5. Kai Kohlsdorf, PhD student in GWSS

He will present work from his dissertation “Re-Signfying Sexuality: Towards a Trans Disabled Erotics of Care” at the National Women’s Studies Association Conference and next year’s Society for Disability Studies conference. Kai’s project sits at the cross-sections of Queer Theory, Trans Studies, and Disability Studies, and pushes these fields to engage more deeply with one another through a focus on sexuality as a process of demedicalizing “deviant” bodies and through an engagement with erotic performance.

6. Heather Evans, PhD student in Sociology and Project for Interdisciplinary Pedagogy (PIP) Teaching fellow at UW Bothell

She will present her paper “Uncovering: Disability Stigma and Identity Management” at the SDS conference this month in Atlanta. Her dissertation uses phenomenological and discourse analysis techniques to unpack the meanings of ‘disability’ among adults who have acquired non-apparent or episodic impairments through chronic illness or injury.

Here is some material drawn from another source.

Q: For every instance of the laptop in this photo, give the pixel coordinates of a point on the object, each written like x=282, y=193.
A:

7. Carrie Griffin Basas, completing her M.Ed. in College of Education in Education Policy, and starting PhD in College of Education’s Social and Cultural Foundations program

Her project is titled “The Pain of Difference:  Quieting the Un-American and/or Disabled in Seattle’s Schools through Corporal Punishment.” The focus of her dissertation will be how categories of disability were constructed historically within the school system, and to what extent those demarcations were based on immigration status and race. She writes: “The hidden curriculum of education and its sorting mechanisms teach us a great deal about whose lives matter and what values we expect schools to transmit.  The first step in this project is an inquiry into how corporal punishment, as a form of de facto citizenship education in Seattle Schools has been used historically to quiet and conform disabled and racialized bodies. To what extent were special schools in Seattle used to expand categories of disability and to enforce control and conformity over minority residents’ bodies and minds, particularly around issues of citizenship?”

8. ET Russian, physical therapist UW Medical Center

The grant will support the research phase of their current project, an installation piece titled Casting Shadows. They write: “Casting Shadows is a multi-sensory video installation piece of short comics portraying stories of people with disability and chronic illness. Each short video will feature pen/ink illustrations with text captions, edited with a soundscape. The collection will include approximately seven video comics in total, each roughly three minutes in length. I will exhibit the work as an installation piece in a variety of venues including art, public, and academic spaces. As an installation piece each video will be projected onto various surfaces within the exhibition space. The intent is to create the sense that there are multiple people in the room having a cultural conversation that the viewer is invited to witness. I was drawn to create this piece because story telling is vital and the disability experience is characterized by isolation. People living with disability and chronic illness are commonly thought of as individuals with problems, rather than members of a social minority who share a rich cultural experience and social history.”

9. Sherrie Brown faculty, Research Professor, College of Education, Adjunct Research Professor, School of Law, Associate Director, University Center for Excellence in Developmental Disabilities.

Project titled “Youth with Intellectual/Developmental Disabilities (I/DD) and Juvenile Justice: Investigating the Special Education Connection in Washington State.”  She will conduct research, write a paper, and deliver a presentation at the Pacific Rim International Conference on Disability and Diversity. The project will involve data collection necessary to help explain why youth with disabilities are disproportionally incarcerated in juvenile facilities.  Additional information is being collected through a qualitative study of Individualized Education Programs (IEPs) of youth with I/DD currently incarcerated in one juvenile facility in Washington.  With information from both the quantitative and qualitative research, changes can be proposed to ensure that instead of punishing youth due to their impairments, we deliver supports and services appropriate to their needs so that they are not criminally institutionalized.